En utilisant les hashtags #StopLoaningKenya (Arrêtez de prêter au Kenya) et #StopGivingKenyaLoans (Arrêtez de faire des prêts au Kenya), les Kenyans ont rejeté le prêt et ont exprimé leurs frustrations à l’égard du FMI pour avoir approuvé une dette supplémentaire dans ce qu'ils considèrent comme un autre fardeau pour le remboursement de la dette nationale, à un moment où la corruption et l'utilisation abusive des fonds publics se sont intensifiées. Le prêt actuel est destiné à financer une réponse à la pandémie COVID-19.
Kenyans on FB and Twitter rejection of IMF lending Kenya government’s more money is a fascinating sign of things to come in global finance. Government might not care, but IMF is definitely sensitive to bad PR.

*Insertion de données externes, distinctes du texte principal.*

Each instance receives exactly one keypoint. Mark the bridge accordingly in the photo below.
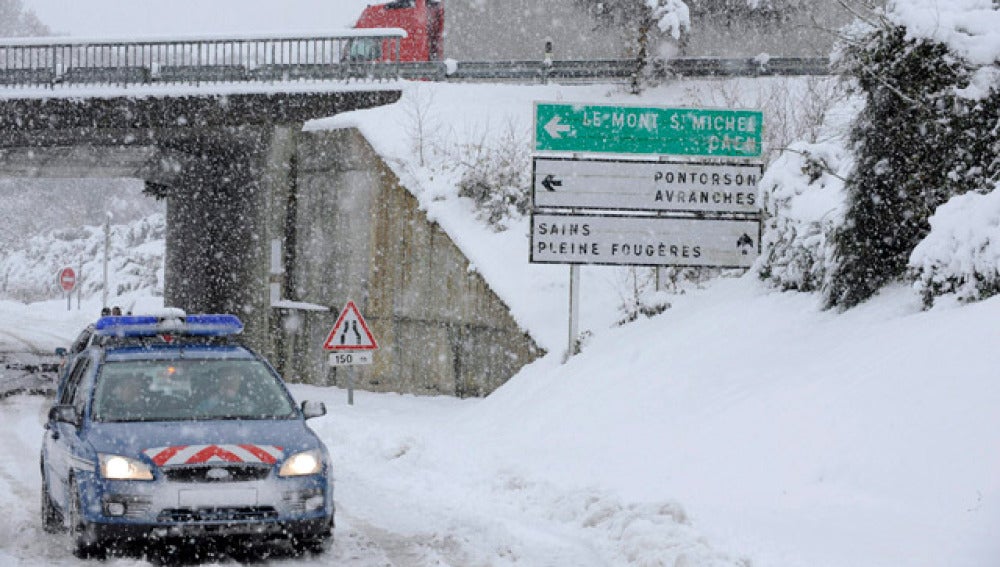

— Grant (@GrantBrooke) April 5, 2021
Le rejet par les Kényans sur FB et Twitter des prêts du FMI au gouvernement kenyan est un signe fascinant de l'avenir la finance mondiale. Le gouvernement ne s'en soucie peut-être pas, mais le FMI est définitivement plus sensible à à de mauvaises relations publiques.
Au cours des 12 derniers mois seulement, le Kenya a reçu 6,4 milliards de dollars sous forme de subventions et de prêts pour la réponse au COVID-19, selon une liste compilée par Mary Mukami, comptable de profession et utilisatrice des médias sociaux, à partir d'une couverture médiatique.

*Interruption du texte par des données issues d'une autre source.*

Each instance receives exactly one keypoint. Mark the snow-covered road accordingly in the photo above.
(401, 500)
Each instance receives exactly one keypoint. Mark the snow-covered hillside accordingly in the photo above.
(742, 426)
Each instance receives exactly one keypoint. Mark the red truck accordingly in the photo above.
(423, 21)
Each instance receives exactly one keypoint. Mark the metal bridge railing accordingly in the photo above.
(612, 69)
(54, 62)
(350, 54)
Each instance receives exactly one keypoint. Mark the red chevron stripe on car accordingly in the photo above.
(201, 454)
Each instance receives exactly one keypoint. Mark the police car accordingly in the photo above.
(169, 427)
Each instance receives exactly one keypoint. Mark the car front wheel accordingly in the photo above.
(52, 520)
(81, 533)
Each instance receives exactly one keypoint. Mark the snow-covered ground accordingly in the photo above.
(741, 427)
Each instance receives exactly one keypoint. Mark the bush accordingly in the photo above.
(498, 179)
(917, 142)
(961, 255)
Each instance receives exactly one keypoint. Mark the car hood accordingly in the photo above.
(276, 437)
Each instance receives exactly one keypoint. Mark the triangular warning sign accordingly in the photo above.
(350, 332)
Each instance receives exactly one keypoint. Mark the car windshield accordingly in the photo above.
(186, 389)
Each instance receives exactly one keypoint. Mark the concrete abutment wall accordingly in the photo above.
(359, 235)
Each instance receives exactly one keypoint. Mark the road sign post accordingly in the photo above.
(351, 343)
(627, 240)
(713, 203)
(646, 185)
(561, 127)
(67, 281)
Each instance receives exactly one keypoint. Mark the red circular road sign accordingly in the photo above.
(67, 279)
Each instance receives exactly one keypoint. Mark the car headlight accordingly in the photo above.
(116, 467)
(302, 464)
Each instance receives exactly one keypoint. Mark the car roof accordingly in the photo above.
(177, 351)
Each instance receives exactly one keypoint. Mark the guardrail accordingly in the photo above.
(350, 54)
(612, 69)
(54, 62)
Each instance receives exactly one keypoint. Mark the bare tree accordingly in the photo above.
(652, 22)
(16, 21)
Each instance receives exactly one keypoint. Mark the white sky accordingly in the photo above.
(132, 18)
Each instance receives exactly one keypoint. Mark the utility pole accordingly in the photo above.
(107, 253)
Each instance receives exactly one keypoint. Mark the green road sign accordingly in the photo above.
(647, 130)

704 Billion in just one year for COVID Response? Kenyans demand an explanation from GOK!!!! Lazima #Kijulikane pic.twitter.com/Wam5K4vbtP
— Hustler 031 (@_Hustler031) April 5, 2021
704 milliards en seulement un an pour la réponse COVID? Les Kenyans exigent une explication du GOK !!!! Lazima #Kijulikane pic.twitter.com/Wam5K4vbtP
— Hustler 031 (@_Hustler031) 5 avril 2021
Alors que beaucoup d’utilisateurs des réseaux sociaux dirigeaient leurs frustrations à l’égard du FMI, la plupart étaient en colère contre le président Uhuru Kenyatta et son gouvernement pour avoir continué à accabler les Kenyans de créances douteuses et pousser le pays plus profondément dans l'endettement, malgré une corruption accrue et un manque de transparence. À l'aide de captures d'écran des titres de journaux, de nombreux utilisateurs de Twitter ont donné leurs nombreuses raisons et preuves pour lesquelles le FMI devrait cesser d'accorder des prêts au Kenya.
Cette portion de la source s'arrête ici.